Alors que SFR s'est dit, début mars, « pris en étau devant l'impératif de dégager des ressources exponentielles pour ses investissements, et l'érosion de ses revenus en raison de la pression concurrentielle », le tribunal se fend d'un nouveau tacle. « La réalité et les résultats financiers du groupe, et notamment du pôle Télécom, n'illustrent nullement ces affirmations voire viennent les démentir, affirme le jugement. Dans sa note à ses actionnaires, la direction d'Altice [la maison-mère de SFR, Ndlr] indique d'ailleurs que la crise sanitaire n'a eu qu'un impact limité, ce qui ne l'a pas empêché de croitre ses résultats. »
Les syndicats veulent bloquer le plan social
Quant à l'interdiction des antennes 5G Huawei, le jugement précise que « [ces] répercussions financières (...) étaient parfaitement prévisibles et envisageables pour la direction d'Altice en juillet 2020 ». « D'ailleurs, la direction invoquait déjà cette interdiction au cours de la consultation sur les orientations stratégiques 2020 », renchérit-il.

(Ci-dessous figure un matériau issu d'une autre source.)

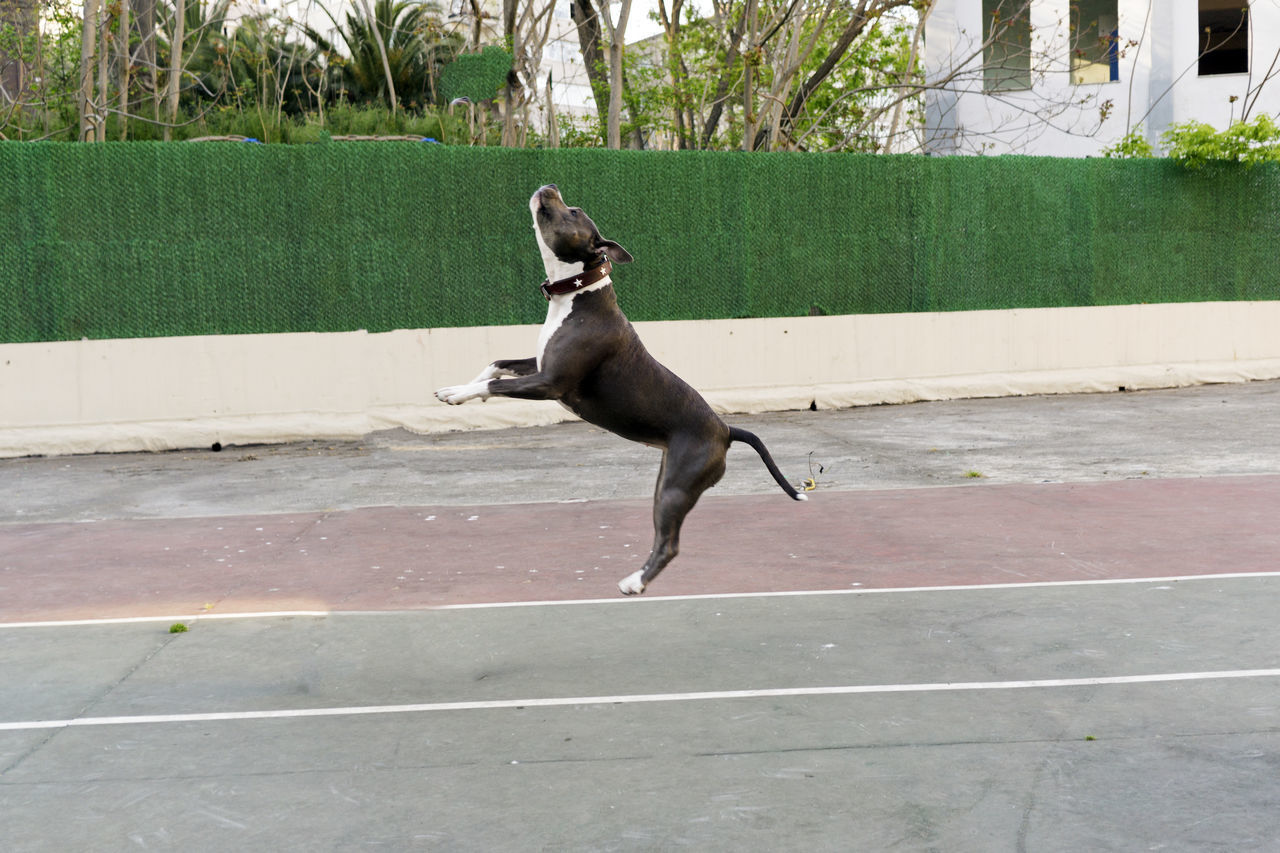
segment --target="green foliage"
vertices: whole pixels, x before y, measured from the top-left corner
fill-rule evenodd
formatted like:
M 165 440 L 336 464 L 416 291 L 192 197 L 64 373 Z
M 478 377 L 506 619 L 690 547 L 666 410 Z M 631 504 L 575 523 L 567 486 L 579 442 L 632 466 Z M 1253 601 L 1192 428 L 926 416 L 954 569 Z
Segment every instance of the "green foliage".
M 39 50 L 43 72 L 25 109 L 0 110 L 0 135 L 9 139 L 75 139 L 79 132 L 81 4 L 79 0 L 37 2 L 44 24 Z M 124 134 L 138 140 L 184 139 L 225 132 L 274 141 L 314 135 L 314 131 L 295 131 L 316 124 L 324 128 L 329 115 L 342 105 L 390 105 L 380 45 L 385 47 L 391 66 L 398 108 L 436 123 L 438 119 L 430 115 L 431 106 L 458 97 L 474 103 L 489 101 L 500 96 L 512 79 L 510 45 L 507 50 L 489 45 L 479 53 L 459 56 L 463 38 L 446 25 L 435 2 L 372 0 L 369 15 L 363 3 L 348 4 L 350 11 L 326 10 L 333 29 L 326 26 L 321 28 L 323 32 L 285 17 L 284 12 L 240 16 L 236 14 L 237 2 L 187 0 L 178 126 L 168 129 L 162 123 L 168 117 L 162 100 L 176 52 L 170 41 L 176 23 L 175 0 L 157 3 L 154 69 L 146 64 L 137 15 L 131 17 L 132 32 L 126 37 L 134 64 L 125 93 L 127 117 L 115 112 L 121 102 L 116 40 L 124 7 L 114 2 L 103 7 L 101 26 L 108 50 L 106 91 L 97 93 L 96 99 L 110 110 L 105 118 L 107 138 L 118 139 Z M 754 49 L 747 48 L 745 42 L 740 42 L 732 55 L 727 49 L 728 32 L 734 27 L 742 30 L 746 0 L 715 4 L 715 17 L 710 19 L 696 19 L 695 8 L 686 4 L 676 44 L 651 55 L 628 48 L 624 138 L 635 138 L 636 131 L 651 141 L 659 134 L 674 136 L 679 110 L 685 147 L 742 147 L 748 126 L 743 106 L 745 69 L 750 67 L 754 77 L 752 119 L 767 124 L 770 116 L 776 117 L 779 102 L 788 100 L 794 87 L 816 70 L 853 14 L 848 4 L 836 4 L 824 13 L 825 28 L 819 33 L 818 16 L 792 17 L 795 7 L 790 0 L 758 3 L 761 21 L 782 16 L 787 24 L 770 33 L 758 33 L 762 42 Z M 879 137 L 883 123 L 876 123 L 876 115 L 877 110 L 883 112 L 885 87 L 918 77 L 917 69 L 907 68 L 914 23 L 912 13 L 906 11 L 908 5 L 903 5 L 900 17 L 886 15 L 868 25 L 826 82 L 810 96 L 806 108 L 786 122 L 785 132 L 775 134 L 775 147 L 882 150 L 883 139 Z M 790 27 L 796 22 L 799 29 L 793 37 Z M 793 44 L 807 45 L 811 40 L 813 52 L 795 78 L 780 94 L 771 93 L 776 68 L 783 64 L 787 51 Z M 30 56 L 35 51 L 33 34 L 20 36 L 12 27 L 0 27 L 0 55 L 16 52 Z M 518 63 L 514 68 L 520 75 L 526 70 Z M 721 117 L 716 133 L 704 144 L 699 131 L 721 80 L 726 86 L 721 93 Z M 539 95 L 521 92 L 517 104 Z M 918 120 L 915 101 L 908 104 L 904 118 L 904 124 Z M 374 121 L 371 116 L 361 120 Z M 561 143 L 583 147 L 602 144 L 598 138 L 603 134 L 597 132 L 602 120 L 567 127 Z M 374 123 L 393 124 L 394 117 Z M 333 134 L 344 132 L 338 127 L 325 129 Z M 424 135 L 445 134 L 434 131 Z M 518 134 L 518 138 L 530 145 L 540 142 L 532 130 Z M 470 140 L 463 137 L 460 141 Z
M 2 5 L 2 4 L 0 4 Z M 3 138 L 46 139 L 64 134 L 79 121 L 76 92 L 80 87 L 81 19 L 74 0 L 42 0 L 41 66 L 44 74 L 31 83 L 25 109 L 10 109 L 0 98 L 0 134 Z M 12 25 L 0 26 L 0 56 L 37 56 L 35 32 L 19 33 Z M 36 105 L 40 105 L 39 107 Z
M 1156 156 L 1156 150 L 1142 133 L 1142 125 L 1120 138 L 1115 145 L 1102 149 L 1102 156 L 1116 160 L 1146 160 Z
M 119 116 L 107 119 L 107 138 L 119 139 Z M 75 113 L 66 116 L 69 129 L 60 137 L 74 139 Z M 140 121 L 129 121 L 129 138 L 137 142 L 158 141 L 162 128 Z M 361 104 L 334 104 L 321 112 L 301 115 L 275 115 L 270 109 L 259 109 L 252 102 L 243 108 L 235 104 L 206 106 L 193 112 L 178 111 L 177 127 L 171 138 L 183 142 L 203 137 L 246 137 L 258 142 L 311 143 L 333 136 L 416 136 L 450 145 L 467 144 L 465 117 L 451 116 L 443 108 L 417 112 L 397 111 L 386 107 Z
M 644 136 L 672 130 L 671 84 L 665 71 L 651 57 L 627 51 L 622 55 L 622 75 L 626 81 L 619 130 L 622 138 L 638 129 Z M 596 104 L 609 102 L 609 70 L 601 63 L 600 78 L 591 81 Z M 560 144 L 565 148 L 604 148 L 608 139 L 608 116 L 603 114 L 573 119 L 559 116 Z
M 820 42 L 821 52 L 810 57 L 802 79 L 815 70 L 839 31 L 840 27 L 828 27 Z M 874 153 L 883 148 L 884 129 L 876 126 L 875 118 L 886 94 L 891 94 L 885 87 L 918 71 L 918 67 L 908 67 L 912 31 L 901 19 L 878 18 L 854 42 L 844 62 L 827 79 L 827 85 L 814 92 L 805 114 L 796 122 L 794 135 L 806 149 Z M 912 103 L 909 109 L 923 116 L 922 104 Z
M 440 99 L 446 104 L 456 98 L 475 104 L 488 101 L 506 85 L 510 73 L 511 54 L 495 45 L 460 54 L 440 74 Z
M 185 79 L 178 85 L 188 94 L 200 99 L 216 97 L 225 88 L 227 75 L 222 57 L 226 54 L 227 15 L 231 0 L 213 0 L 210 3 L 187 3 L 183 9 L 182 57 L 187 69 Z M 157 60 L 162 69 L 173 65 L 172 35 L 175 32 L 178 9 L 173 3 L 156 3 Z M 115 24 L 115 21 L 112 21 Z M 168 76 L 167 71 L 164 74 Z M 162 79 L 160 87 L 167 85 Z
M 326 53 L 330 86 L 339 98 L 391 103 L 378 48 L 381 41 L 401 105 L 417 109 L 439 102 L 440 72 L 461 48 L 460 37 L 445 32 L 439 7 L 411 0 L 376 0 L 372 19 L 352 11 L 342 24 L 327 9 L 325 12 L 338 28 L 347 48 L 345 55 L 319 31 L 312 27 L 305 27 L 305 31 Z
M 1169 159 L 1188 169 L 1202 169 L 1210 163 L 1280 162 L 1280 127 L 1268 115 L 1253 121 L 1237 120 L 1226 130 L 1202 121 L 1175 124 L 1160 137 Z M 1155 148 L 1143 135 L 1141 126 L 1125 134 L 1119 142 L 1103 149 L 1107 157 L 1149 159 Z
M 274 109 L 300 115 L 320 106 L 324 69 L 318 51 L 289 40 L 283 23 L 267 16 L 244 18 L 230 36 L 219 27 L 194 46 L 188 67 L 198 79 L 197 103 L 231 103 L 238 109 Z
M 466 119 L 443 108 L 393 116 L 380 107 L 336 104 L 325 111 L 323 126 L 333 136 L 422 136 L 460 145 L 467 141 Z
M 1217 130 L 1201 121 L 1188 121 L 1171 126 L 1160 137 L 1168 147 L 1169 157 L 1188 169 L 1200 169 L 1208 163 L 1280 162 L 1280 127 L 1268 115 L 1252 122 L 1235 121 L 1226 130 Z
M 560 145 L 563 148 L 604 148 L 604 129 L 600 121 L 575 120 L 571 116 L 557 115 L 560 128 Z
M 788 0 L 758 0 L 761 20 L 786 18 L 788 24 L 769 33 L 759 33 L 763 41 L 754 49 L 746 38 L 738 49 L 728 48 L 727 33 L 732 23 L 745 14 L 744 0 L 725 2 L 723 17 L 698 18 L 686 7 L 679 38 L 666 52 L 666 63 L 642 60 L 643 68 L 627 70 L 631 100 L 628 106 L 646 132 L 679 135 L 680 147 L 740 149 L 747 129 L 744 116 L 745 71 L 753 75 L 752 119 L 757 132 L 771 126 L 773 147 L 803 150 L 879 151 L 885 147 L 887 121 L 881 121 L 894 97 L 894 87 L 918 78 L 920 62 L 910 61 L 911 37 L 915 21 L 911 14 L 877 17 L 849 45 L 821 85 L 809 95 L 802 110 L 791 121 L 779 113 L 789 105 L 796 89 L 810 79 L 837 47 L 842 32 L 853 22 L 850 4 L 835 4 L 829 14 L 800 19 L 799 32 L 792 33 L 793 20 Z M 767 37 L 767 38 L 766 38 Z M 791 64 L 797 46 L 813 46 L 793 78 L 777 79 L 780 69 Z M 719 81 L 727 83 L 716 133 L 704 140 L 704 126 L 715 101 Z M 639 107 L 637 110 L 636 108 Z M 677 127 L 677 110 L 686 114 L 684 127 Z M 904 104 L 904 125 L 923 116 L 923 101 L 908 99 Z M 786 124 L 785 128 L 777 125 Z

Interrogé par La Tribune, SFR se refuse à tout commentaire.
Les syndicats de l'opérateur, eux, capitalisent sur ce succès pour enrayer l'homologation du plan social. Celui-ci doit être validé d'ici la fin du mois, ou tout début octobre, par la Drieets (Direction régionale et interdépartementale de l'économie, de l'emploi, du travail et des solidarités) d'Ile-de-France. Dans une lettre à cette administration, ainsi qu'à un inspecteur du travail et à une conseillère d'Elisabeth Borne, la ministre du Travail, Alain Mendiburu, secrétaire du CSE central de SFR, réclame « d'ajourner l'homologation du plan ». Il appelle à « l'organisation par les services de l'État d'une médiation sur la base de cette nouvelle situation juridique ». Le bras de fer entre les syndicats et la direction de SFR n'est pas terminé.